Depuis 1989, l’Institut français de géopolitique de Paris 8 revendique un statut à part dans le paysage universitaire français, celui du premier diplôme dédié à la géopolitique. Ce repère compte, parce qu’en 2026, entre guerre de l’information, tensions frontalières et compétition des puissances, comprendre les rapports de force est devenu presque aussi essentiel que suivre l’actualité au quotidien.
Paris 8, le labo où la géopolitique a pris ses quartiers
L’IFG, rattaché à l’Université Paris 8, rappelle une chose simple, la géopolitique en France ne s’est pas imposée par hasard. L’institut explique avoir structuré dès la fin des années 1980 un champ universitaire encore peu reconnu. Dit autrement, bien avant que le mot devienne omniprésent sur les plateaux télé, des chercheurs y travaillaient déjà sur les rivalités de pouvoir, les territoires, les frontières et les stratégies d’influence. Ce n’est pas juste une question de prestige académique. C’est aussi le signe qu’une discipline longtemps vue comme secondaire a fini par devenir centrale pour décrypter le monde.
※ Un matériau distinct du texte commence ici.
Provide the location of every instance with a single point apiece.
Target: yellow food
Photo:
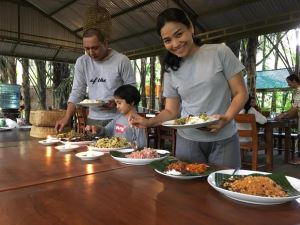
(256, 185)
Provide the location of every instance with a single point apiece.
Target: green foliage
(283, 100)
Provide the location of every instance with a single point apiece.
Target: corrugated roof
(57, 24)
(271, 79)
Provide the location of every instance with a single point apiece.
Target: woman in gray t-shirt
(197, 79)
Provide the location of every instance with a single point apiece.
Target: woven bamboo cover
(44, 118)
(99, 18)
(42, 132)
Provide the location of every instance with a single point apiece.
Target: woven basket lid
(99, 18)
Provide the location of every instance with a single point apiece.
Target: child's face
(122, 106)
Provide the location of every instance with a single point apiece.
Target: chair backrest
(247, 129)
(247, 126)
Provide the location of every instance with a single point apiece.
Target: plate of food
(76, 138)
(191, 121)
(50, 141)
(25, 127)
(89, 155)
(140, 157)
(5, 128)
(110, 144)
(174, 168)
(91, 102)
(255, 187)
(67, 147)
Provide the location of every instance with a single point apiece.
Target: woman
(250, 108)
(199, 79)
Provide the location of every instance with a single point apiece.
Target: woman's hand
(215, 127)
(91, 128)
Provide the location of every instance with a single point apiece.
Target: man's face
(94, 48)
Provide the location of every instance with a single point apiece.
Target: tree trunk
(277, 40)
(26, 88)
(3, 70)
(162, 72)
(143, 83)
(152, 83)
(297, 53)
(41, 82)
(11, 70)
(251, 64)
(61, 71)
(264, 53)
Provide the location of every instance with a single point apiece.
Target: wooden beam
(191, 13)
(137, 6)
(62, 7)
(51, 18)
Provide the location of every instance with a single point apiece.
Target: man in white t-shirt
(100, 71)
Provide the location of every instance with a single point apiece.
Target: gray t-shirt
(101, 78)
(120, 127)
(201, 83)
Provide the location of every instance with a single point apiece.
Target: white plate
(63, 148)
(49, 142)
(84, 156)
(252, 198)
(86, 104)
(93, 148)
(78, 142)
(180, 177)
(171, 123)
(5, 128)
(131, 161)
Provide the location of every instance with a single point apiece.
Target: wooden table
(269, 127)
(116, 194)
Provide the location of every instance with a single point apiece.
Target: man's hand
(60, 124)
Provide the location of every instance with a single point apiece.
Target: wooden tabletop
(115, 194)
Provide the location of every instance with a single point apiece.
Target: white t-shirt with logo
(101, 79)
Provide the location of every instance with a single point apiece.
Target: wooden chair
(166, 134)
(81, 116)
(151, 134)
(249, 133)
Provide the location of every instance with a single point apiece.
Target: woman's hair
(247, 105)
(129, 93)
(173, 15)
(293, 77)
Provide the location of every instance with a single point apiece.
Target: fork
(134, 139)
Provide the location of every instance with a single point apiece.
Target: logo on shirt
(120, 129)
(97, 79)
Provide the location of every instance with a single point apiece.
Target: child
(127, 98)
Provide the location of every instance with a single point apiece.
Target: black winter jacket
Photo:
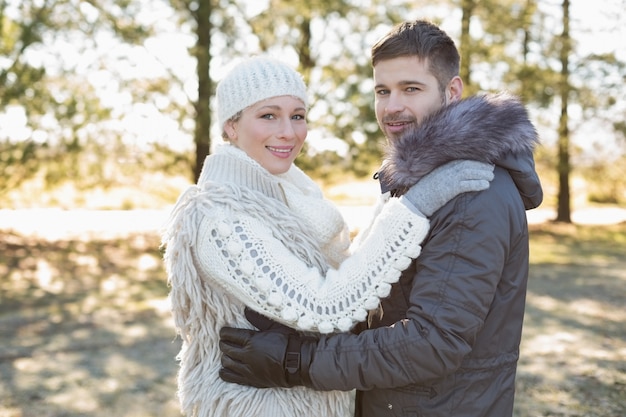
(447, 343)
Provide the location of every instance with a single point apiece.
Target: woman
(256, 231)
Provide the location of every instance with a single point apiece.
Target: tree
(563, 167)
(64, 113)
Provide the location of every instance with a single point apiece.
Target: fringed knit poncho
(243, 237)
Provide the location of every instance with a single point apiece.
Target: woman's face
(271, 132)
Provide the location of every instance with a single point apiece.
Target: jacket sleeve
(455, 281)
(241, 254)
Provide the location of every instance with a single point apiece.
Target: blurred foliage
(74, 134)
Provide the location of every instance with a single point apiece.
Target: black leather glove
(265, 359)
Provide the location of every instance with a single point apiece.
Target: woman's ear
(229, 128)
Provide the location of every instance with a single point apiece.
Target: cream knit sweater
(243, 237)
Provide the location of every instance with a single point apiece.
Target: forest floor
(85, 328)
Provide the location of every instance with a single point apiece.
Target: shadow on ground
(85, 329)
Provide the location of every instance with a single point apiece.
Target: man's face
(405, 93)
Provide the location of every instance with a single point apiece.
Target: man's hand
(265, 359)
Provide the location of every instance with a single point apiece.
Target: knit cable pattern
(243, 254)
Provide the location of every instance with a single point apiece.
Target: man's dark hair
(424, 40)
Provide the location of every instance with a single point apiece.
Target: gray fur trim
(483, 128)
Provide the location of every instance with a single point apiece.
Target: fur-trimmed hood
(484, 128)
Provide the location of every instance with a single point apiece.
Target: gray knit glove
(444, 183)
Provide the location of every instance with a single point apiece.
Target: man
(446, 340)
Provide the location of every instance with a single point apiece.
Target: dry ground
(85, 327)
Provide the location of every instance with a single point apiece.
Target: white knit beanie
(253, 80)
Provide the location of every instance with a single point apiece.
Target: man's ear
(454, 90)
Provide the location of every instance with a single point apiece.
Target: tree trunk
(465, 48)
(202, 134)
(564, 168)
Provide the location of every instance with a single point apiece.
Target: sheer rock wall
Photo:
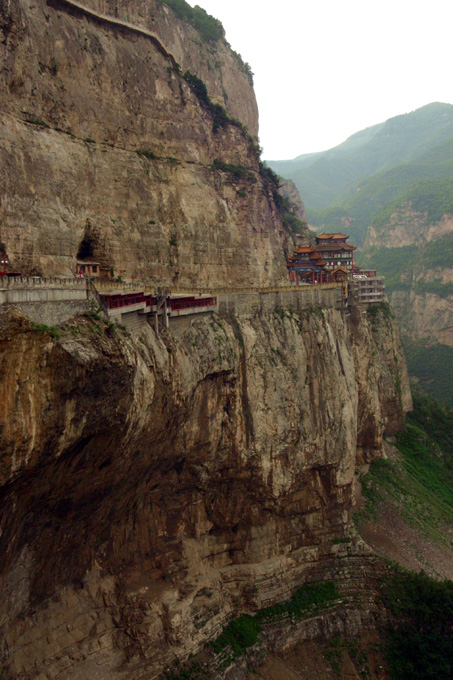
(158, 487)
(102, 140)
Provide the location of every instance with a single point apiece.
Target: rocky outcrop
(161, 485)
(104, 143)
Pourquoi cette vieille date de 1989 parle encore à 2026
Le timing n’est pas anodin. 1989, c’est aussi l’année où le monde bascule avec la fin de la guerre froide. Depuis, les conflits ont changé de forme, mais pas de logique. L’invasion de territoires, les affrontements indirects entre grandes puissances, les routes maritimes contestées, les ressources convoitées ou encore la bataille des récits sur les réseaux, tout cela relève d’une lecture géopolitique. L’intérêt de l’IFG est justement d’avoir installé cette grille d’analyse dans l’enseignement supérieur, avec une approche qui mêle terrain, histoire, cartographie et rapport de force. Pour les 18-35 ans, souvent noyés dans un flux d’infos ultra rapide, ce type de lecture permet de distinguer l’événement choc de la dynamique de fond.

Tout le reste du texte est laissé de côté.